Top 10 Unit Testing Anti-Patterns in .NET and How to Avoid Them

0 16 10 min read en

A healthy unit test suite is supposed to be your safety net: fast feedback, reliable results, and the confidence to refactor. But many .NET codebases drift into a place where tests become fragile, slow, and tightly coupled to implementation details.

This article collects the most common unit test anti-patterns (“test smells”) you’ll see in .NET projects and shows practical fixes.
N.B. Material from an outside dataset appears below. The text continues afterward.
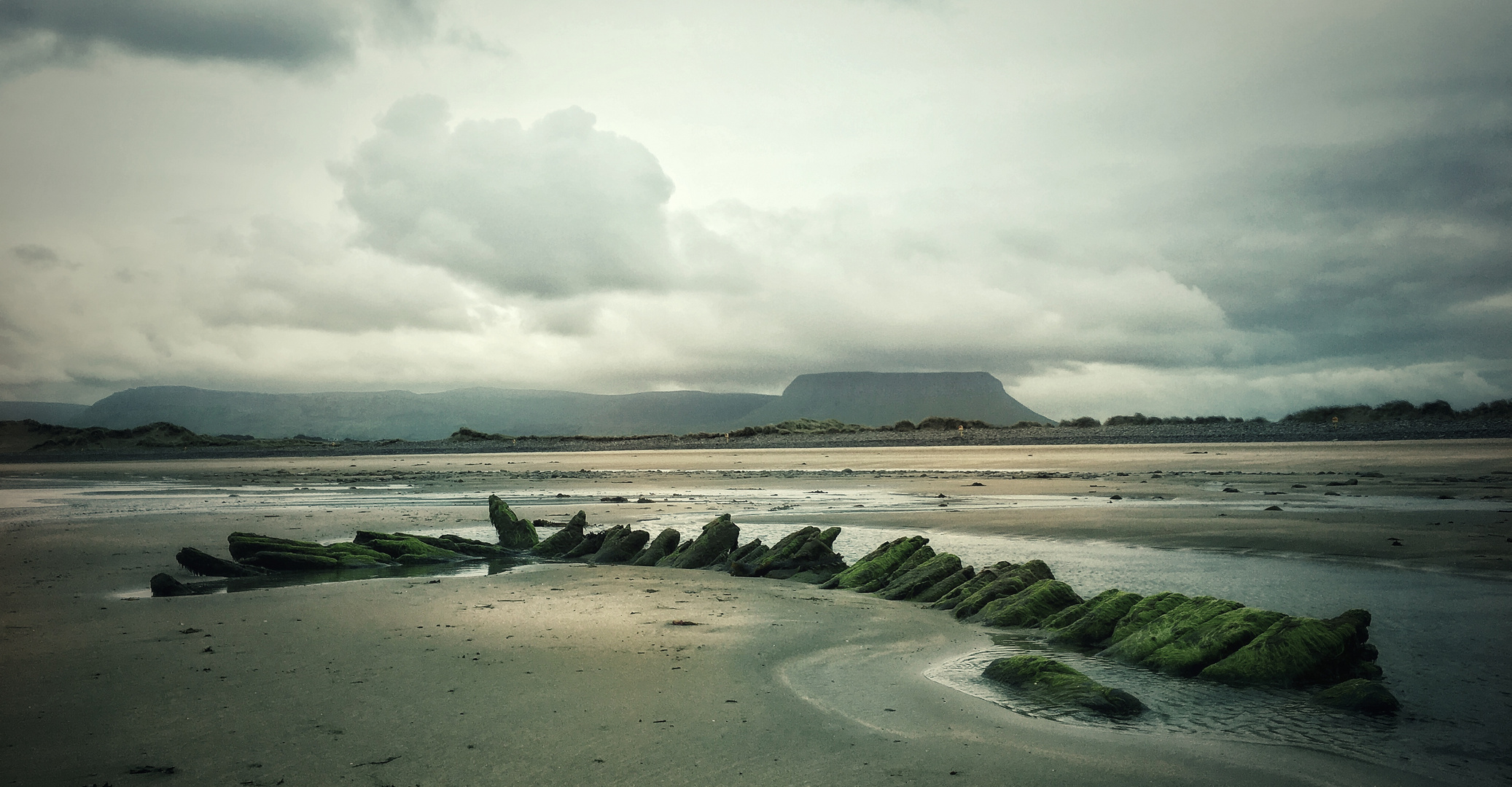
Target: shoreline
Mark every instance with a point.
(982, 437)
(575, 674)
FIrstly lets discuss the project structure and what to cover and what not to cover by unit tests:

Anti-Pattern 1: Testing Implementation Details

Smell

  • Reflection to call private methods
  • InternalsVisibleTo added purely for tests
  • Asserting “private helper X was called.”

Example:

// ❌ Bad: testing a private method via reflection (brittle, implementation-coupled)
[Fact]
public void CalculateTax_ReturnsExpected()
{
    var order = new Order(/* ... */);

    var method = typeof(Order).GetMethod("CalculateTax",
        BindingFlags.Instance | BindingFlags.NonPublic);

    var tax = (decimal)method!.Invoke(order, null)!;

    Assert.Equal(2.50m, tax);
}

Fix

Test via public API

If private logic is complex, extract it into a separate class with a clear responsibility and test that class through its public surface.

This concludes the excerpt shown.